If you fly in a day or two early, plan to board the ship around 2 pm or so. We arrived then and waited in line for zero minutes. We went right to the front, received pictures and card key in 8 minutes or so. We had tagged the luggage so it almost beat us to the room. The Garden Buffet stayed open until 4 so we were able to explore the ship, get a snack and sign up for spa packages all before heading to our muster station.

 

Dining

Manhattan Room at 7:30 was a breeze for seating with no wait. The band was loud for meal time in my opinion but others did not agree. Food was fine, service slow.

Blue Man Group--not my cup of tea, but clearly talented and energetic.

 

Monday

This was a sea day, and we launched it with breakfast in the Garden Cafe. The food offerings were varied and pleasantly presented. For mu personal tastes, the scrambled eggs did not appeal from a color and texture view, but you could cooked to order scrambled eggs which came out great.

We hit the Beatles' trivia with a fellow CCers and managed 19 out of 20 only to lose to a Scottish team with 20 out of 20. I never made it to the sun deck, so I cannot comment about the deck chair wars. My s-I-l did witness a fierce verbal battle in the thermal spa (which we each paid for but I barely used. The issue was the heated recliner which a women was saving for her husband. A new arrival took offense, referencing the 30 minute rule. The seated woman was giving no quarter, the husband returned, at which point it went nuclear and uttered the four magic words, "You must be an American." She left, NCL staff later returned and reminded the couple of the 30 minute rule (I am assuming they could do so knowing when the couple arrived.

We had the MOAMAM, and NCL was a most gracious and generous host with drinks and pastries and an engaged and informative presentation from senior staff. Kudos to NCL for one of the best meet and greets at sea. Edith had made such beautiful name tags (I kept mine as a souvenir!), and folks did freely mingle and chat.

 

We had lunch in the Great Outdoors, Latin themed and perfectly okay. More trivia and casino time, then off to the Cirque Dreams show.

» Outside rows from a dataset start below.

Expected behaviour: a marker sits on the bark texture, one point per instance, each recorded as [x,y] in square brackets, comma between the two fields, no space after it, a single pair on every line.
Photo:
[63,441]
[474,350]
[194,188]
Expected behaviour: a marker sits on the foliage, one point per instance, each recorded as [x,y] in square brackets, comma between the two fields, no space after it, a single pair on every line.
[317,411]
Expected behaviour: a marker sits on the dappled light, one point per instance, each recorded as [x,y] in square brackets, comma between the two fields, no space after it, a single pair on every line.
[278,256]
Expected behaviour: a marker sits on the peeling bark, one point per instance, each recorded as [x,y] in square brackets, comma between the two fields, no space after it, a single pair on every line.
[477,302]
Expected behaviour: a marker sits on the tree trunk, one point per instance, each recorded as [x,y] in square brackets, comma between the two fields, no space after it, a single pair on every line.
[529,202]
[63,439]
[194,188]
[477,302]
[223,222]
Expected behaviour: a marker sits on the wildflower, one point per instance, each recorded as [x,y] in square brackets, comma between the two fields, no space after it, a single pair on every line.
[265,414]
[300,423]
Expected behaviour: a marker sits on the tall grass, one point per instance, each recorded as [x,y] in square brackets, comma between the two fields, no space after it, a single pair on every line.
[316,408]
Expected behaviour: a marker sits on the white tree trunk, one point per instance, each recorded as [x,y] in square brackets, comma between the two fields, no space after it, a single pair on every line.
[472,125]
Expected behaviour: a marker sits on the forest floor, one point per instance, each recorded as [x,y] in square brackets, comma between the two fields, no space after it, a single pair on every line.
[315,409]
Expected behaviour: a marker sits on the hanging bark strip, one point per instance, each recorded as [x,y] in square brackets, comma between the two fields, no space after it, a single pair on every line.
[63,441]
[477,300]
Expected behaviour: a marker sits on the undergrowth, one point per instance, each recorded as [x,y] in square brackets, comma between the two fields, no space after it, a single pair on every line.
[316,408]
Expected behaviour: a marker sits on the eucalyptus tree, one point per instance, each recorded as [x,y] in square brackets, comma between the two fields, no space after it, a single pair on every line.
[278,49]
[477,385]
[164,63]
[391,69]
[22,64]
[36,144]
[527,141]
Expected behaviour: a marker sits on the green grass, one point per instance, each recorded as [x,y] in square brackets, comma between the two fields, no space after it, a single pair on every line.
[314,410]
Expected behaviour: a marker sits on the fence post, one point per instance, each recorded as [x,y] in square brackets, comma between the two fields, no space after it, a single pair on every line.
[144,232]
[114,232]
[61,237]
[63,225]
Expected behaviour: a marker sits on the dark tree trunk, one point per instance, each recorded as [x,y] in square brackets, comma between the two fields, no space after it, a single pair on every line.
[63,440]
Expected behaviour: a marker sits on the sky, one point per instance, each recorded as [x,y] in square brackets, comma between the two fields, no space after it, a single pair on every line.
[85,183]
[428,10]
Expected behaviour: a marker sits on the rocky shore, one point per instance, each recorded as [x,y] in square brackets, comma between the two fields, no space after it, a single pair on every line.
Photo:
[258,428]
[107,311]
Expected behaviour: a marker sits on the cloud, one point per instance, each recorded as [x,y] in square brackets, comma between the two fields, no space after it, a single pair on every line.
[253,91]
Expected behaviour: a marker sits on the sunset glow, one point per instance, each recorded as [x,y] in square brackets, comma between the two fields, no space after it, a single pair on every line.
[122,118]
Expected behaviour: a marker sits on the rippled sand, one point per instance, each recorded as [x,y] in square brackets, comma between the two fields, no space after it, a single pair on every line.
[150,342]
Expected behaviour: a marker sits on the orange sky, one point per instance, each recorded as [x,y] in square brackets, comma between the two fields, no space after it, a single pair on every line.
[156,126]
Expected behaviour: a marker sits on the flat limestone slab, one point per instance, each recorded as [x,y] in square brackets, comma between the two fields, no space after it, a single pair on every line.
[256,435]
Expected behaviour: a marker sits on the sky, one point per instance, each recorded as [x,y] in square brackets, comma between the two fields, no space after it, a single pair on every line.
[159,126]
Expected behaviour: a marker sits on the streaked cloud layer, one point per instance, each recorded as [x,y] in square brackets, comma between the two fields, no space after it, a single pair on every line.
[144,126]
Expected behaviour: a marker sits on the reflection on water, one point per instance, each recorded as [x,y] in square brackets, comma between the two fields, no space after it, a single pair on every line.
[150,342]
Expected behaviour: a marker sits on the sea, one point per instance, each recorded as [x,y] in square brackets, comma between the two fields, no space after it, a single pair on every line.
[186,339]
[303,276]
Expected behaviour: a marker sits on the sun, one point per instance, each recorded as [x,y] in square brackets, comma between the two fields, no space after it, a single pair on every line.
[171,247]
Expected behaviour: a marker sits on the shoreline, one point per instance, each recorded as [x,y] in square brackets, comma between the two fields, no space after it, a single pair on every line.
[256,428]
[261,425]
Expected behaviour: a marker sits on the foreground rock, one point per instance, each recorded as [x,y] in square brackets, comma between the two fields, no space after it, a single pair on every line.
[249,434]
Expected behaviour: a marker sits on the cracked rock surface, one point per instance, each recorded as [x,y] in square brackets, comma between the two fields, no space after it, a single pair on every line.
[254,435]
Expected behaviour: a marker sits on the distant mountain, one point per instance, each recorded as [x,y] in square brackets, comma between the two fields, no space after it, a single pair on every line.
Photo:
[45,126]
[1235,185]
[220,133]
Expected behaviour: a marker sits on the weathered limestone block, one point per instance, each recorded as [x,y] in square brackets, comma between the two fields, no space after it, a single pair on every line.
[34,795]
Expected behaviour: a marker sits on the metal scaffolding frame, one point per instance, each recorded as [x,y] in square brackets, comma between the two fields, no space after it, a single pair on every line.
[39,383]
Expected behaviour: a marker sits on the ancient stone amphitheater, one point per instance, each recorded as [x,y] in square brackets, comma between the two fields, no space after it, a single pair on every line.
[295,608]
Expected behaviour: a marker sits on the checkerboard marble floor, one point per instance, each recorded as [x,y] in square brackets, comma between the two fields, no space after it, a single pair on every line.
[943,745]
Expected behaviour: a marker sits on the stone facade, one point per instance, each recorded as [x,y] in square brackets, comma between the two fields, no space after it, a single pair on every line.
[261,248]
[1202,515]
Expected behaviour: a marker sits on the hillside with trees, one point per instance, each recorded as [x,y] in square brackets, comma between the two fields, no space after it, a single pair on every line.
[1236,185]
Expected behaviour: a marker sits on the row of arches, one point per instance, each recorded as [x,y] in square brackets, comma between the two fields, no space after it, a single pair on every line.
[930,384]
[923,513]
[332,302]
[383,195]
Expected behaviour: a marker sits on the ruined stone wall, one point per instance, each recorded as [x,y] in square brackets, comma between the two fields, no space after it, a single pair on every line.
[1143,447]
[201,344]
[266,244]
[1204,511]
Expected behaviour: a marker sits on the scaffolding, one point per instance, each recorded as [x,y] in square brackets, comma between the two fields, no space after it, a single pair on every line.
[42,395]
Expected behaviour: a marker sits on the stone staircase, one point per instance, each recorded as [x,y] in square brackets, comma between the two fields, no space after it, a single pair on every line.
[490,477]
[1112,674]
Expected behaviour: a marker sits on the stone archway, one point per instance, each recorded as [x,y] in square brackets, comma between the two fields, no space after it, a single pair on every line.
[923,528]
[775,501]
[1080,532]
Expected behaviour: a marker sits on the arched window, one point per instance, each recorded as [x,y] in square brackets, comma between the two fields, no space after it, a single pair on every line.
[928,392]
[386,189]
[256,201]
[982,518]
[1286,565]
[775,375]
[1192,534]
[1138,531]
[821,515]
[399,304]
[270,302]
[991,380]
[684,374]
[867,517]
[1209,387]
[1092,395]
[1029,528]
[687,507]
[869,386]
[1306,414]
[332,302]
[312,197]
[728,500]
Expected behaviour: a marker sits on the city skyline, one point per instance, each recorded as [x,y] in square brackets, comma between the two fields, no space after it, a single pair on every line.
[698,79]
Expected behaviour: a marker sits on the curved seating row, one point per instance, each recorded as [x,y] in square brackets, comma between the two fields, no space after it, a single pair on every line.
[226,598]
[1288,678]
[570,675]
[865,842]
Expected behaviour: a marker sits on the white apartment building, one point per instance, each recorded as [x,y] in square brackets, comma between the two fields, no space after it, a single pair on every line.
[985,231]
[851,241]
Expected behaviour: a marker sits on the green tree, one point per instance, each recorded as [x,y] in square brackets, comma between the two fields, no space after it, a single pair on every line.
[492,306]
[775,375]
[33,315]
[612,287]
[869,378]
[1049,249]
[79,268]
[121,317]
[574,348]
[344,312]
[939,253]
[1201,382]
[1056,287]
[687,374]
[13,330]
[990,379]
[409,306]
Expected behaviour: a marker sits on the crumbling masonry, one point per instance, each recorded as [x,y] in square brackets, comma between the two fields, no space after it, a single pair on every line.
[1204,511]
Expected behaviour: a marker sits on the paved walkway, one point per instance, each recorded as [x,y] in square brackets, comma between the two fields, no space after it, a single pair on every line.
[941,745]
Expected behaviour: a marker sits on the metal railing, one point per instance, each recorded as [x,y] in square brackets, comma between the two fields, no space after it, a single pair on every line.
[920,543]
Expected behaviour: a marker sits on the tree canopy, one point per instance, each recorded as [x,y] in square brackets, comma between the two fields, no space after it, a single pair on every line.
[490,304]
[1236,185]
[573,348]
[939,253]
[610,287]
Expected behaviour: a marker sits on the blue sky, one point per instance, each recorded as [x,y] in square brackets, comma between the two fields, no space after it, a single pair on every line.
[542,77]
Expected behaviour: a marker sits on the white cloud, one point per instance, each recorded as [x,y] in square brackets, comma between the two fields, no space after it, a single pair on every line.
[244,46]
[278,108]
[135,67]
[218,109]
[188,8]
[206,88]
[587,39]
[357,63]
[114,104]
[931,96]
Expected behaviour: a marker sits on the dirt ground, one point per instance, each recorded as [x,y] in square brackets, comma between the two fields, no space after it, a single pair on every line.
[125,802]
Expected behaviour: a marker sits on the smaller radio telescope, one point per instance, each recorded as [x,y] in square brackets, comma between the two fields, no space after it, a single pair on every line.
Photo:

The show was amazing, amazing, amazing. The food and service was fine, so this is a must. Do line up 30 minutes for the best seats whether or not you bought premium, and the premium seats are worth the extra cost. This was dress up or not night, and I wore a black suit, white shirt and bow tie. The women in my group wore dressier pants combos or a dress. I think NCL may have solved the dress code wars as it seemed the passengers dressed for what they felt like and not for others. No sneers or jeers, about 65 % of the women were "dressed up" and maybe 30 % of the guys. I saw tons of mixed couples, where the women looked like they were fresh off the red carpet and the guys looked like they were about to lay the carpet. Proof that NCL has hit on a relationship saving formula that still allows people to cruise together though their styles are different.

 

After dinner, we hit the Ice Bar. Well worth the $20 and it came with a nice assortment for the drinks, one of which should be a vodka neat. It was only missing a TV loop of the 1967 NFL Packer Cowboys title game.

 

We finished the evening with dancing in Bliss. It got of to a slow start as karaoke ran over, and you briefly worried that it would be a medley of passengers singing the dance tunes (3 versions of "I Will Survive"?). We survived as the DJ warmed into a nice mix of danceable tunes.

 

TUESDAY

 

ROOM- while I am thinking about it, I have to think most find the storage space in the balcony rooms to be simply the best. You may not find them all in a week. The bed was acceptably firm and the a/c responsive. Coffee on the balcony is an absolute delight. The design, however, is just wrong. I am not the tallest, but banging into another"s toes as you walk by while they are sleeping unacceptable. The kabuki dance while two are dressing simultaneously would be worth a full season long reality show if filmed ("the Epic Dressing Game"), but simply fails as a cruise amenity. I would like to think after two drinks in the Ice Bar, the ship's architect would agree.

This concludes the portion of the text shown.